Bir süre önce çalıştığım fabrikada iki yüze yakın işçi kardeşimiz işten çıkarıldı. “Patron baba adam, herkesin tazminatını ödeyip gönderdi” derken, ne duyalım; bir teşvik yasası sürülmüş fırına. Neymiş efendim 2017 yılı boyunca alınacak her işçi başına teşvik ödenecekmiş patronlara. Hem de nerden? Tabii ki bizim maaşlarımızdan her ay keserek oluşturulan İşsizlik Fonundan. “Kaz gelecek yerden tavuk esirgenmez” atasözü tamda bunun için söylenmiş olsa gerek.
İşsizlik maaşından yararlanalım dediğimizde önümüze onca madde koyan “saygı değer” yetkililer, söz konusu patronlar olunca hiç de sınır tanımıyorlar. Bahane hazır; İŞSİZLİĞİ ÇÖZECEKLER! Ama sormak lazım; gerçekten işsizliği dert ediyorlar mı kendilerine?

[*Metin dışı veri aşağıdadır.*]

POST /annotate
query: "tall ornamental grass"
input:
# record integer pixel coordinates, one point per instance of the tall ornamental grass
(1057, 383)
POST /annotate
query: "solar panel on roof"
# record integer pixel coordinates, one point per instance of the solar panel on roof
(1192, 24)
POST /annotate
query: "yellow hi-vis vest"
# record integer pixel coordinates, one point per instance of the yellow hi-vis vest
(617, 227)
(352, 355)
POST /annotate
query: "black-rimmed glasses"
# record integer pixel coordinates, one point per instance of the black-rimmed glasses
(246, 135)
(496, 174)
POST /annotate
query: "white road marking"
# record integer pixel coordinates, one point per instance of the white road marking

Yok, eğer gerçekten dert ediyorlarsa, sorunu büyük ölçüde çözecek bir teklifimiz var: ÇALIŞMA SAATLERİNİ DÜŞÜRSÜNLER, ÜCRETLERİ ARTIRSINLAR. Kısa ve bal gibi bir çözüm.
Teşvik paketinin referandum dönemine gelmesi de ne ilginç değil mi?! Bildiğiniz gibi unutkan bir milletiz. Dün ne demişlerdi, hangi sözleri vermişlerdi hatırlayan var mı? Neyse, şimdi referanduma gidiliyor. Evet mi yoksa HAYIR mı diyelim? Öncelikle biz bu referandum nereden çıktı diye sormak istiyoruz: Neden tek adam rejimi? Biz işçilerin sorunlarıyla egemenlerin gündemi arasında hiçbir ortaklık yok! Taşeron işçilere kadro sözü vermediler mi verdiler, şimdi ondan söz eden yok. Asgari ücrete yaptıkları zam cebe girmeden uçtu gitti. Değil sofraya bir ekmek daha koymak, sofradakini de kaptırıyoruz. Asgari ücret yoksulluk sınırının çok altında seyrediyor. Yaklaşık üç buçuk ay hiç yemeden içmeden çalışırsak ancak yoksulluk sınırına ulaşabiliyoruz. Emeklilik yaşını 60’a çıkardılar yetmedi 65 yaptılar.
Kim düşünüyor bizi? Dünyanın en büyük 18. ülkesi olmuşuz. Güzel, peki kimin sayesinde? Bizim, işçilerin! Ama bu büyümeden bize düşen ne var? Yoksulluk!
Şimdi referanduma evet demeyeni terörist ilan ediyorlar. Biz tek adam rejimine karşıyız! Biz kararımızı verdik, göğsümüzü gere gere HAYIR diyoruz. Herkese “HAYIR”lı günler diliyoruz.